What both Series have in common was the boost that the raucous crowd of Homer Hanky-waving Lutherans gave the Twins on those cold autumn nights. Both the Cardinals and Braves were driven absolutely bonkers by the Dome's combination of ear-splitting noise and the roof's disorienting white backdrop. Somewhere, Lonnie Smith is still wondering whether Terry Pendleton's smash made it to the outfield.
Aside from the two titles, there were plenty of other Twins memories during the Dome Era to savor. Puckett and Kent Hrbek breaking in. Three of Saint Paul's native sons — Morris, Paul Molitor and Dave Winfield — closing out their twilight years back home. Another neighbor, Joe "The Baby Jesus" Mauer, reinventing what it means to be a catcher. The coulda-woulda-shoulda Justin Morneau(notes)/Torii Hunter/Johan Santana(notes)/Joe Nathan teams of just a few years ago. A couple no-hitters. The Berenguer Boogie. TC Bear's mildly entertaining antics.

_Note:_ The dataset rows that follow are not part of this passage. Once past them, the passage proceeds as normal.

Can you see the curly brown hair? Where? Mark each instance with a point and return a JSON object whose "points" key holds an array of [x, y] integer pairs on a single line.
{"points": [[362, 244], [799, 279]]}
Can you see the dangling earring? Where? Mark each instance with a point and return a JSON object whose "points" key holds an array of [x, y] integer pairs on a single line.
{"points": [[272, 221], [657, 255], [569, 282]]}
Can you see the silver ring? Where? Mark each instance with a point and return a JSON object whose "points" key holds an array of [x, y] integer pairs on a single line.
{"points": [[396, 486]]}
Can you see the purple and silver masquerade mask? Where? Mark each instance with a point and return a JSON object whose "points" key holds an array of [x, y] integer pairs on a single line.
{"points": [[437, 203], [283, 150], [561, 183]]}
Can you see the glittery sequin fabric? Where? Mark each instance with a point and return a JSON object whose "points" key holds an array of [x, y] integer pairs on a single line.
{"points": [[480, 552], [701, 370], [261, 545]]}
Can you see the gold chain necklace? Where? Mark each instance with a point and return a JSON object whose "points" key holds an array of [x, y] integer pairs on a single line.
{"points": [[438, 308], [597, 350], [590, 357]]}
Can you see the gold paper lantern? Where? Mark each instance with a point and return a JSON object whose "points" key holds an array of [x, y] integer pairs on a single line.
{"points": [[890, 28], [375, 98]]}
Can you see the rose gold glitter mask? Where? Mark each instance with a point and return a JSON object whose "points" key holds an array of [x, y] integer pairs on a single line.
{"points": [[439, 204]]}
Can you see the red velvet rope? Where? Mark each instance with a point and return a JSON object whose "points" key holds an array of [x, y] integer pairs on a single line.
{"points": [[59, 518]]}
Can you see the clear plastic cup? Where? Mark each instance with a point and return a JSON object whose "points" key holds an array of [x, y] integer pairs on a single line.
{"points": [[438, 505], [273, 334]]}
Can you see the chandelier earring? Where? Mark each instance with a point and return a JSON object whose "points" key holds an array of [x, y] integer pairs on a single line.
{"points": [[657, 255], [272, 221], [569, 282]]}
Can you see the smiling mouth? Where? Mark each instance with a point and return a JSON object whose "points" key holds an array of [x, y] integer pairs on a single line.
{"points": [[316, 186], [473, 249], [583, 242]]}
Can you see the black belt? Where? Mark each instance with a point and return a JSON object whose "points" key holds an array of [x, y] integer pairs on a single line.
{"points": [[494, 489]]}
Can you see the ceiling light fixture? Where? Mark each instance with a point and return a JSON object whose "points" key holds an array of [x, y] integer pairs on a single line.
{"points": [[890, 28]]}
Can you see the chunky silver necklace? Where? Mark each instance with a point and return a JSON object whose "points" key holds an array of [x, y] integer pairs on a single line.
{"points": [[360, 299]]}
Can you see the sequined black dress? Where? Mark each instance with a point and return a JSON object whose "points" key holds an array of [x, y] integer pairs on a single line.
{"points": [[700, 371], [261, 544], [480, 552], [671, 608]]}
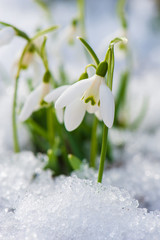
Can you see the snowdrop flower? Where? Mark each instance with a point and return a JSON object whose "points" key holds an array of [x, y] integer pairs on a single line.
{"points": [[34, 99], [53, 96], [120, 54], [6, 35], [91, 95]]}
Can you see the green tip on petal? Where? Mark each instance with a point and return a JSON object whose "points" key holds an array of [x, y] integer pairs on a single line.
{"points": [[83, 76], [74, 22], [46, 77], [102, 69]]}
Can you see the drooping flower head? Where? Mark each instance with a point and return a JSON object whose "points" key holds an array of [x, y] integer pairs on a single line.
{"points": [[91, 95]]}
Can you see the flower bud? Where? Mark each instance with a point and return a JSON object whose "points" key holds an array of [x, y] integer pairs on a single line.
{"points": [[83, 76]]}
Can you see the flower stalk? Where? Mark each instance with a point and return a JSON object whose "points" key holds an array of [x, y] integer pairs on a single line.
{"points": [[14, 123]]}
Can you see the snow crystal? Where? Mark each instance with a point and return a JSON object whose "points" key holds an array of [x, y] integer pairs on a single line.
{"points": [[66, 207], [140, 176]]}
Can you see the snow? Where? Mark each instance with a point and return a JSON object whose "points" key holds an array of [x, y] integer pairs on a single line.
{"points": [[66, 207], [33, 205]]}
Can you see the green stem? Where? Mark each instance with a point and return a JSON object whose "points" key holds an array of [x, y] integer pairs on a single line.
{"points": [[103, 153], [14, 124], [50, 125], [81, 7], [90, 50], [90, 65], [93, 151]]}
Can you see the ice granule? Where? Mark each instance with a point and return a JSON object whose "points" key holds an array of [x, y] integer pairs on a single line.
{"points": [[16, 173], [139, 175], [67, 208]]}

But, really, it all comes back to Mickey Hatcher. It goes without saying that no team would allow their first baseman to try to catch a ball traveling at its terminal velocity as some sort of pregame goof anymore. Such silliness is the relic of a simpler time in baseball's history. The Metrodome is such an anachronism, as well. Teams no longer want no-frills, utilitarian domes to share with the town's NFL and college football teams (yes, the Gophers played there, though you'd never know it). Nowadays, teams want to play in the sunshine, with manufactured nostalgia and designer snacks. Everyone loves this stuff, and rightfully so; cool ballparks are fun, and baseball should be played in the open air.
So no, they don't build them like they used to, and no, Target Field will be nothing like the Metrodome. But while we in the Twin Cities may not miss the old building itself, it remains quite possible that we will miss the tremendous spirit inside.